William H. Crowe, a Cherokee designer-craftsman of international repute, has been named to a four-year term as Commissioner on the five-man Indian Arts and Crafts Board, Secretary of the Interior Robert C. B. Morton announced today.
Crowe succeeds Vincent Price, actor and patron of the arts, whose Commissionership on the Arts and Crafts Board expired last July. The Board was established in 1935 to encourage the preservation and development of American Indian and Eskimo artistry.
A professional member of the Southern Highlands Handicraft Guild, an association of outstanding Appalachian craftsmen, Crowe maintains his studio workshop on his native reservation at Cherokee, N.C. He has been retained as a master craftsman by the Smithsonian Institution to assist with exhibitions of arts and crafts.
Crowe, who is 50 years old, was one of the organizers in 1948 of Qualla Arts and Crafts Mutual, Inc., a Cherokee craftsmen's cooperative, and he recently served as Qualla’s vice-president. Currently, he is serving as vice-chairman of the board of directors of the Native American Marketing Enterprise, Inc., a new non-profit organization that serves as a marketing clearinghouse for Native American arts.
Secretary Morton's appointment of Crowe followed his meeting with the Board November 19 and 20 -- the first since Morton took office. At that time, the Secretary unveiled his desire to enlarge the mission of the Indian Arts and Crafts Board, involving it more directly with economic and education as well as cultural development of Native American artists and craftsmen. He charged the Board with the task of strengthening ties with 0ther government agencies and organizations related to the arts, in order to enlarge the sphere of impact of Native American crafts, and to increase funding for the perpetuation of Indian, Eskimo and Aleut artistry.

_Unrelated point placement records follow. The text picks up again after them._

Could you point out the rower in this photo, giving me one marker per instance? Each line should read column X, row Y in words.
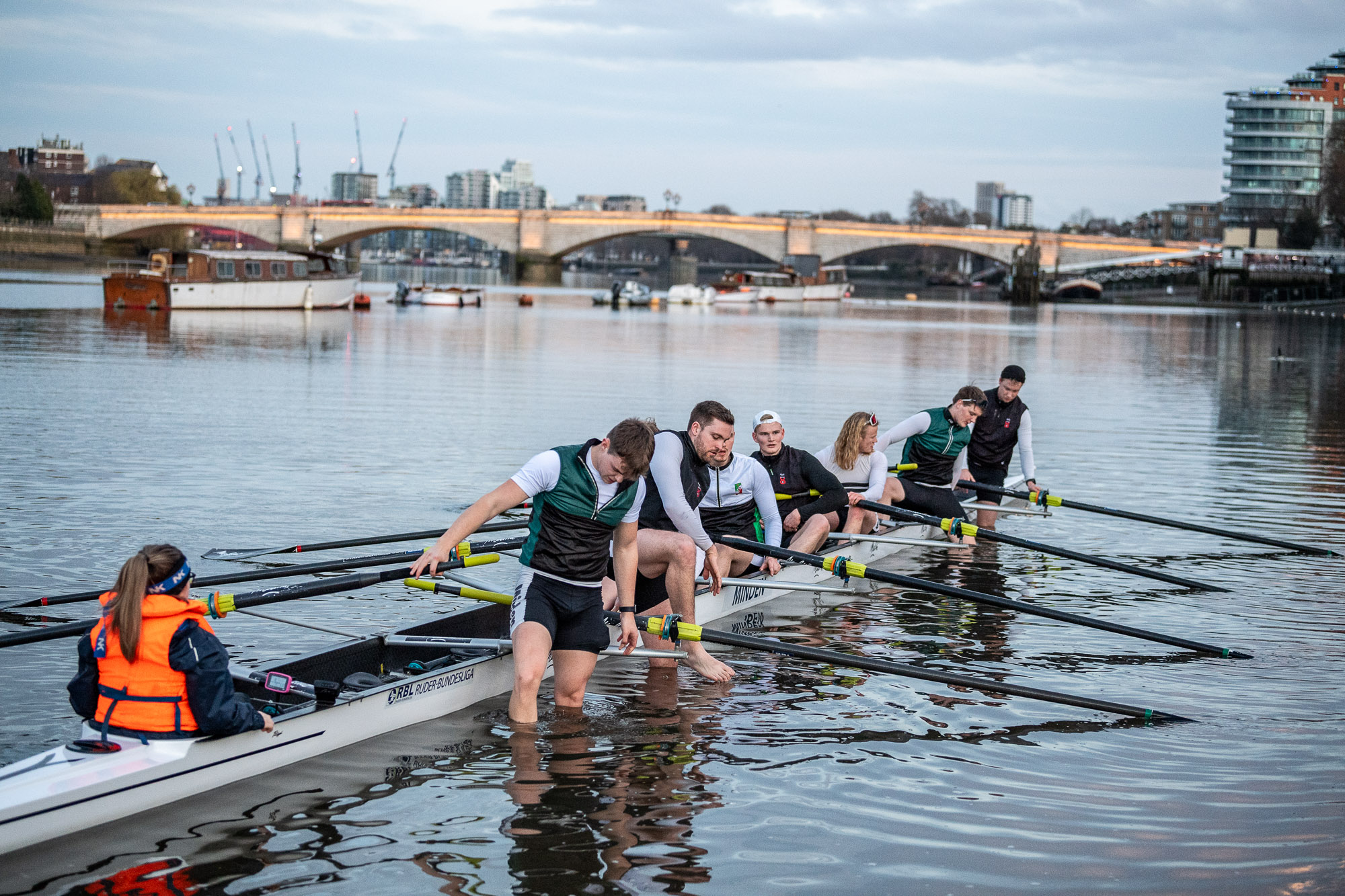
column 673, row 542
column 1005, row 424
column 861, row 467
column 742, row 502
column 153, row 666
column 937, row 442
column 797, row 475
column 586, row 498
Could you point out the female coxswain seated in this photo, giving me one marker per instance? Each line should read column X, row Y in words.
column 153, row 666
column 861, row 469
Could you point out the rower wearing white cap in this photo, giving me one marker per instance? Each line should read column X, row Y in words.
column 805, row 489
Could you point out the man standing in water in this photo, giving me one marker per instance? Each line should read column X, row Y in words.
column 586, row 498
column 1004, row 424
column 673, row 544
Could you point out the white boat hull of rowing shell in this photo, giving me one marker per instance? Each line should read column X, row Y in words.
column 827, row 292
column 781, row 294
column 264, row 294
column 60, row 791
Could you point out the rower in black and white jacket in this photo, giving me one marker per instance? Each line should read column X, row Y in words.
column 742, row 502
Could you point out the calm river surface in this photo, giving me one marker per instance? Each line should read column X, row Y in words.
column 236, row 430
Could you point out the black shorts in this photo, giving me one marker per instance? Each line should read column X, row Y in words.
column 992, row 477
column 572, row 614
column 929, row 499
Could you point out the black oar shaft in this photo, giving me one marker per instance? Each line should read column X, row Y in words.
column 991, row 534
column 245, row 553
column 993, row 600
column 1056, row 501
column 284, row 572
column 837, row 658
column 240, row 602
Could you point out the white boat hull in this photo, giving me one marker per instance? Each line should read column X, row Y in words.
column 264, row 294
column 781, row 294
column 827, row 292
column 60, row 791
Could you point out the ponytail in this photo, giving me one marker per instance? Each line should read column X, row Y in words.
column 151, row 563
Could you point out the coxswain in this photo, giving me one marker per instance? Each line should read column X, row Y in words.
column 1004, row 424
column 675, row 545
column 937, row 442
column 861, row 467
column 586, row 505
column 153, row 667
column 742, row 502
column 797, row 475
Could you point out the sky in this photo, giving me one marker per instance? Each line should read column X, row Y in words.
column 1112, row 106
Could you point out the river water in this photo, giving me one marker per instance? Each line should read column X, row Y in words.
column 236, row 430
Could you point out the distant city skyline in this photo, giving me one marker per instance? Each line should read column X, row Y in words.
column 761, row 106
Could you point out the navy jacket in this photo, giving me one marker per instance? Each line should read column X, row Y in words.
column 210, row 690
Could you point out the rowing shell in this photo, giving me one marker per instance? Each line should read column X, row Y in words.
column 63, row 791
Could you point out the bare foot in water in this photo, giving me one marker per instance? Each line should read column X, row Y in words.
column 701, row 661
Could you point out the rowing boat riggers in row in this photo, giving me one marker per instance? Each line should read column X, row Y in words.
column 566, row 553
column 178, row 686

The Board operates three museums in the West, in areas representative of more than half the entire American Indian population. The museums, located in Browning, Mont., Rapid City, S.D., and Anadarko, Okla., function as conservators of Indian artifacts and as centers for the exhibition and sale of authentic contemporary Native American arts and crafts. They provide advisory services and research to major museums throughout the world.
Other Commissioners on the five-man Indian Arts and Crafts Board are: Lloyd H. New, chairman, and director of the Institute of American Indian Arts of Santa Fe, N.M.; Howard Rock, artist and editor of Tundra Times, the Alaskan Native weekly newspaper published in Fairbanks; Royal B. Hassrick, author and anthropologist (specialist in Plains Indian culture) of Surrey, Va.; and Paul F. Huldermann of Scottsdale, Ariz., civic arts leader and dealer in arts of the Americans. The late Rene D'Harnoncourt, for many years as director of the Museum of Modern Art in New York City, had also served on the Indian Arts and Crafts Board.